The Role of Natural Organic Matter in the Degradation of Phenolic Pollutants by Sulfate Radical Oxidation: Radical Scavenging vs Reduction

Abstract

Dissolved natural organic matter (NOM) significantly influences the performance of water treatment processes. It is generally recognized that NOM acts as a radical scavenger, thus inhibiting the degradation of organic pollutants in advanced oxidation processes (AOPs). This study examined the impacts of 8 different NOM isolates on the degradation of 4-chlorophenol (CP), a representative phenolic pollutant, in sulfate radical (SO₄^•–)-based AOPs. We developed an improved probe method to measure the steady-state concentration of SO₄^•– ([SO₄^•–]_ss) in both the absence and presence of NOM. Results show that adding 1.00 mg_C L^–1 NOM resulted in only a 1.3–3.4% decrease in [SO₄^•–]_ss.
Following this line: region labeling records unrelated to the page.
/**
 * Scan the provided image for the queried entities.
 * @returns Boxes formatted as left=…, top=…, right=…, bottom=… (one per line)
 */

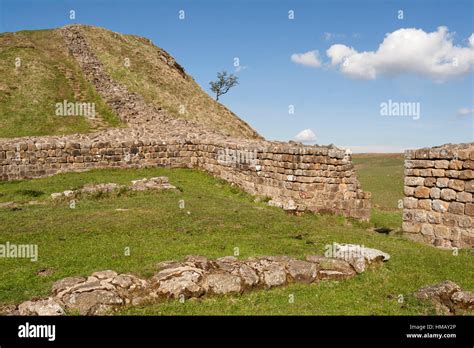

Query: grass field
left=0, top=156, right=474, bottom=315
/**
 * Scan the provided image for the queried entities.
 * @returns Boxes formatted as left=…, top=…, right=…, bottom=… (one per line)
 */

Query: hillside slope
left=0, top=25, right=261, bottom=139
left=0, top=30, right=120, bottom=138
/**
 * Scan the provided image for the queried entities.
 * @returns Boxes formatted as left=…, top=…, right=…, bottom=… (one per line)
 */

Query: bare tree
left=209, top=71, right=239, bottom=100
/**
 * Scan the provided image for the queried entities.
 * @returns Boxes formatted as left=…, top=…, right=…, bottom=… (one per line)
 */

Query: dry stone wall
left=0, top=25, right=370, bottom=220
left=0, top=134, right=370, bottom=219
left=403, top=143, right=474, bottom=248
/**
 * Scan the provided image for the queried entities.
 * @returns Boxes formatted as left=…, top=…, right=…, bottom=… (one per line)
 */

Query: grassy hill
left=0, top=26, right=260, bottom=138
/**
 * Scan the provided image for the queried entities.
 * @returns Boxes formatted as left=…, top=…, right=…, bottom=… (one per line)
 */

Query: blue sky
left=0, top=0, right=474, bottom=152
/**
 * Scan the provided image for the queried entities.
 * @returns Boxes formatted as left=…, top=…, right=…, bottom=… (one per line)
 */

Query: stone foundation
left=0, top=25, right=370, bottom=220
left=403, top=143, right=474, bottom=248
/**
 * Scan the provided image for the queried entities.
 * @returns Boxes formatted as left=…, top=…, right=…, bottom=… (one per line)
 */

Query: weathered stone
left=18, top=298, right=64, bottom=316
left=152, top=266, right=204, bottom=298
left=286, top=260, right=318, bottom=283
left=441, top=189, right=456, bottom=201
left=205, top=273, right=242, bottom=294
left=415, top=186, right=430, bottom=198
left=62, top=290, right=124, bottom=315
left=306, top=255, right=356, bottom=280
left=91, top=270, right=117, bottom=279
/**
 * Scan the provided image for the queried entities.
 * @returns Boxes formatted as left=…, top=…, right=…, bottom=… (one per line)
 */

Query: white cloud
left=294, top=128, right=316, bottom=143
left=235, top=65, right=247, bottom=73
left=458, top=108, right=474, bottom=116
left=291, top=50, right=321, bottom=68
left=318, top=27, right=474, bottom=82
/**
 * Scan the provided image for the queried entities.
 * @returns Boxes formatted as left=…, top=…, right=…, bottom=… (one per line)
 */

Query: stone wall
left=0, top=133, right=370, bottom=220
left=403, top=143, right=474, bottom=248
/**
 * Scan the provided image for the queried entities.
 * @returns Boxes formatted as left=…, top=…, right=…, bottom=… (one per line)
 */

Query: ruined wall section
left=0, top=134, right=370, bottom=220
left=403, top=143, right=474, bottom=248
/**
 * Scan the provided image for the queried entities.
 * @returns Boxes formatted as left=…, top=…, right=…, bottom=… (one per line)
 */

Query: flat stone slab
left=10, top=245, right=392, bottom=315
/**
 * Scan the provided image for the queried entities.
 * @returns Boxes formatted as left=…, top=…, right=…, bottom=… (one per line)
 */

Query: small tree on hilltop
left=209, top=71, right=239, bottom=100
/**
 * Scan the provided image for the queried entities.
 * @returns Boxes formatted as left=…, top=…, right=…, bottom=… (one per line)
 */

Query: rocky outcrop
left=0, top=25, right=371, bottom=220
left=51, top=176, right=176, bottom=200
left=415, top=280, right=474, bottom=315
left=10, top=245, right=383, bottom=315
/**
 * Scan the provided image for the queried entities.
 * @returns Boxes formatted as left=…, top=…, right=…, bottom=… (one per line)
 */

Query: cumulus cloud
left=294, top=26, right=474, bottom=82
left=291, top=50, right=321, bottom=68
left=458, top=108, right=474, bottom=116
left=294, top=128, right=316, bottom=143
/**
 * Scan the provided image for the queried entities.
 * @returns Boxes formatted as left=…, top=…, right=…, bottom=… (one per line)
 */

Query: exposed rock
left=130, top=176, right=176, bottom=191
left=306, top=255, right=356, bottom=280
left=53, top=277, right=86, bottom=294
left=62, top=290, right=124, bottom=315
left=334, top=243, right=390, bottom=273
left=152, top=266, right=204, bottom=298
left=286, top=260, right=318, bottom=283
left=91, top=270, right=117, bottom=279
left=15, top=249, right=392, bottom=315
left=204, top=272, right=242, bottom=295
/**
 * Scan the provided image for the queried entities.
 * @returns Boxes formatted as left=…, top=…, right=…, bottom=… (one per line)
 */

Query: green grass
left=0, top=30, right=120, bottom=138
left=353, top=154, right=404, bottom=233
left=0, top=163, right=474, bottom=315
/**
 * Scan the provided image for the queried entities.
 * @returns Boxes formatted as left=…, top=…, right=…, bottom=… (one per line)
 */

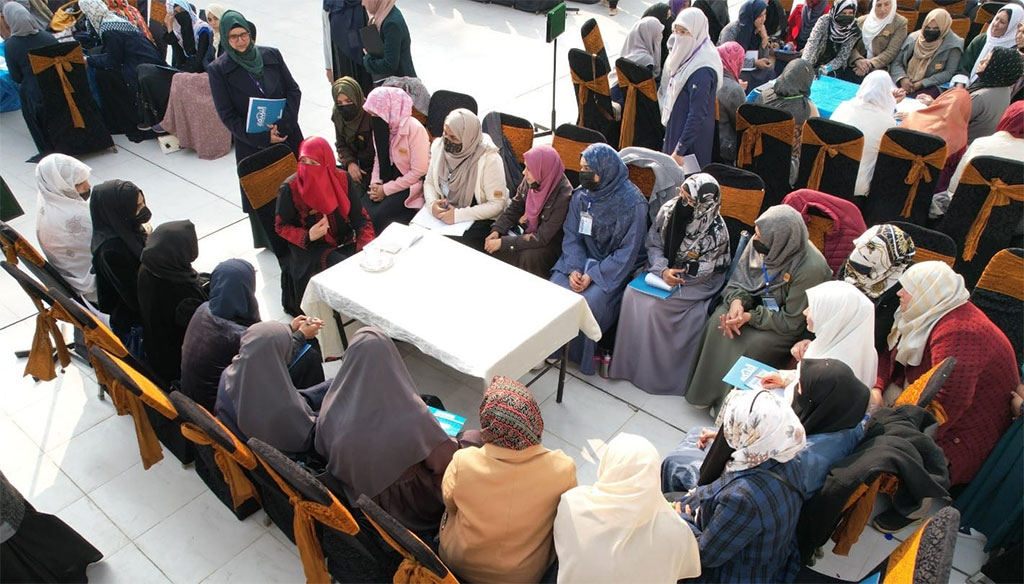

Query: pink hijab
left=523, top=144, right=565, bottom=234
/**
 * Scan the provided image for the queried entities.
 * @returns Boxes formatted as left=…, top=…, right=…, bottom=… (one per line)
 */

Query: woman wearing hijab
left=555, top=432, right=700, bottom=583
left=3, top=2, right=57, bottom=160
left=207, top=10, right=302, bottom=268
left=36, top=154, right=96, bottom=302
left=610, top=173, right=732, bottom=395
left=215, top=321, right=330, bottom=456
left=675, top=390, right=807, bottom=582
left=839, top=223, right=916, bottom=352
left=316, top=327, right=475, bottom=541
left=889, top=8, right=964, bottom=97
left=850, top=0, right=907, bottom=82
left=440, top=377, right=577, bottom=582
left=423, top=108, right=508, bottom=251
left=276, top=136, right=374, bottom=300
left=686, top=205, right=831, bottom=408
left=362, top=87, right=430, bottom=234
left=718, top=0, right=775, bottom=90
left=871, top=261, right=1020, bottom=487
left=138, top=219, right=207, bottom=382
left=181, top=259, right=324, bottom=412
left=89, top=180, right=153, bottom=340
left=658, top=8, right=722, bottom=168
left=362, top=0, right=416, bottom=82
left=829, top=69, right=902, bottom=197
left=483, top=144, right=572, bottom=279
left=967, top=47, right=1024, bottom=143
left=718, top=41, right=748, bottom=164
left=551, top=143, right=647, bottom=375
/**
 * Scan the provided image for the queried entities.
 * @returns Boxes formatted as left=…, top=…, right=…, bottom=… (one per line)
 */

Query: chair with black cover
left=971, top=247, right=1024, bottom=369
left=551, top=124, right=608, bottom=186
left=427, top=89, right=478, bottom=138
left=569, top=49, right=618, bottom=143
left=736, top=103, right=796, bottom=212
left=356, top=495, right=459, bottom=584
left=936, top=156, right=1024, bottom=288
left=169, top=391, right=260, bottom=520
left=248, top=439, right=400, bottom=583
left=703, top=163, right=765, bottom=251
left=861, top=128, right=946, bottom=225
left=793, top=118, right=864, bottom=201
left=615, top=58, right=665, bottom=150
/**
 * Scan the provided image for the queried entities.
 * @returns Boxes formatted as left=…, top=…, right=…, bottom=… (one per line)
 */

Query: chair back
left=794, top=118, right=864, bottom=201
left=971, top=247, right=1024, bottom=369
left=936, top=156, right=1024, bottom=288
left=861, top=128, right=946, bottom=225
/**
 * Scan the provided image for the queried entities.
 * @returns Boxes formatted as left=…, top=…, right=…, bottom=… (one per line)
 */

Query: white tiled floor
left=0, top=0, right=984, bottom=583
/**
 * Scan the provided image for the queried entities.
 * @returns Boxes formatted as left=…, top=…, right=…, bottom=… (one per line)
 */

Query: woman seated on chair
left=362, top=87, right=430, bottom=234
left=181, top=259, right=324, bottom=412
left=871, top=261, right=1020, bottom=487
left=423, top=108, right=508, bottom=251
left=89, top=180, right=153, bottom=346
left=555, top=432, right=700, bottom=582
left=316, top=327, right=479, bottom=541
left=686, top=205, right=831, bottom=410
left=275, top=136, right=374, bottom=300
left=34, top=152, right=96, bottom=302
left=483, top=144, right=572, bottom=279
left=889, top=8, right=964, bottom=97
left=138, top=219, right=209, bottom=383
left=551, top=143, right=643, bottom=375
left=610, top=173, right=732, bottom=395
left=440, top=377, right=577, bottom=582
left=214, top=321, right=331, bottom=457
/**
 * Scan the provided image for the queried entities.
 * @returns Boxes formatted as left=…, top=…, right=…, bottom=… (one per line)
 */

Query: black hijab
left=140, top=219, right=199, bottom=283
left=89, top=180, right=146, bottom=257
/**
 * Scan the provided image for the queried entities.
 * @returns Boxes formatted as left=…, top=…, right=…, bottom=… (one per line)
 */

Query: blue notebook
left=246, top=97, right=287, bottom=134
left=427, top=406, right=466, bottom=436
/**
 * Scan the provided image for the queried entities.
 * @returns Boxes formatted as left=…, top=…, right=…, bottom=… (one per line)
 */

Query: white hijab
left=804, top=278, right=876, bottom=387
left=657, top=8, right=722, bottom=125
left=889, top=261, right=971, bottom=367
left=860, top=0, right=896, bottom=58
left=554, top=433, right=700, bottom=583
left=36, top=154, right=96, bottom=297
left=971, top=2, right=1024, bottom=83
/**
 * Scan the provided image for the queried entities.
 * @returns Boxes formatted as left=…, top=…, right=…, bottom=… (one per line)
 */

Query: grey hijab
left=217, top=321, right=316, bottom=453
left=313, top=327, right=449, bottom=500
left=729, top=205, right=811, bottom=294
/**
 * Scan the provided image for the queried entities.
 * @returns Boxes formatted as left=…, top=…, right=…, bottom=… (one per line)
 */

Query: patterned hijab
left=722, top=390, right=807, bottom=472
left=889, top=261, right=971, bottom=367
left=839, top=223, right=915, bottom=299
left=480, top=375, right=544, bottom=450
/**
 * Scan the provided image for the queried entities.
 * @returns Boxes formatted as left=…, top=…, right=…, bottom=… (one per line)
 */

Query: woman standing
left=658, top=8, right=722, bottom=168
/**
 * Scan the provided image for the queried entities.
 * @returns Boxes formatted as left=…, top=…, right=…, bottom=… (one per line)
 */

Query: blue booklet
left=246, top=97, right=287, bottom=134
left=427, top=406, right=466, bottom=436
left=722, top=356, right=778, bottom=389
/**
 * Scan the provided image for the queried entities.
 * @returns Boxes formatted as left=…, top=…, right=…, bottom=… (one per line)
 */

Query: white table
left=302, top=223, right=601, bottom=402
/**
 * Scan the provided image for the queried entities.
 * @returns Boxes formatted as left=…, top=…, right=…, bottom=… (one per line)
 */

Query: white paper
left=407, top=206, right=473, bottom=236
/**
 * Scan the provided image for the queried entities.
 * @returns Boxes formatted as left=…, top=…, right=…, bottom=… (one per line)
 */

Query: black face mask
left=580, top=170, right=598, bottom=191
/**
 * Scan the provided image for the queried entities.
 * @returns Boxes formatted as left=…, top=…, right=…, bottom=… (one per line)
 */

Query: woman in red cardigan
left=871, top=261, right=1020, bottom=487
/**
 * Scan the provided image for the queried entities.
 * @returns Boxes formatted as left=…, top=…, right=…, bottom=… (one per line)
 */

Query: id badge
left=580, top=211, right=594, bottom=236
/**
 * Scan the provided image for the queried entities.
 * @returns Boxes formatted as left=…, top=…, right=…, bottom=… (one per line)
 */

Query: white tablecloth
left=302, top=223, right=601, bottom=383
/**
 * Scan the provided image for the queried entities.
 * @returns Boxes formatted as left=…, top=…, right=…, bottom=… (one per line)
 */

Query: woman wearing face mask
left=551, top=143, right=647, bottom=375
left=850, top=0, right=907, bottom=82
left=423, top=108, right=508, bottom=251
left=36, top=154, right=96, bottom=302
left=658, top=8, right=722, bottom=168
left=889, top=8, right=964, bottom=97
left=483, top=144, right=572, bottom=279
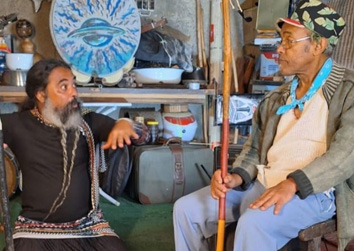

However, the apparent rate constants of CP degradation decreased by 76–88%. This discrepancy indicates that radical scavenging cannot be the primary mechanism for observed inhibition. We proposed NOM primarily acts as a reducing agent, reacting with the phenoxy radical intermediates generated from the single-electron oxidation of CP by SO₄^•–. Based on this hypothesis, we developed and validated a kinetic model using experimental data. The reductive capacity of NOM, as determined by the kinetic model, correlates positively with its electron-donating capacity. These findings enhance the understanding of NOM’s role in SO₄^•–-based AOPs and provide a foundation for developing strategies to mitigate its adverse effects.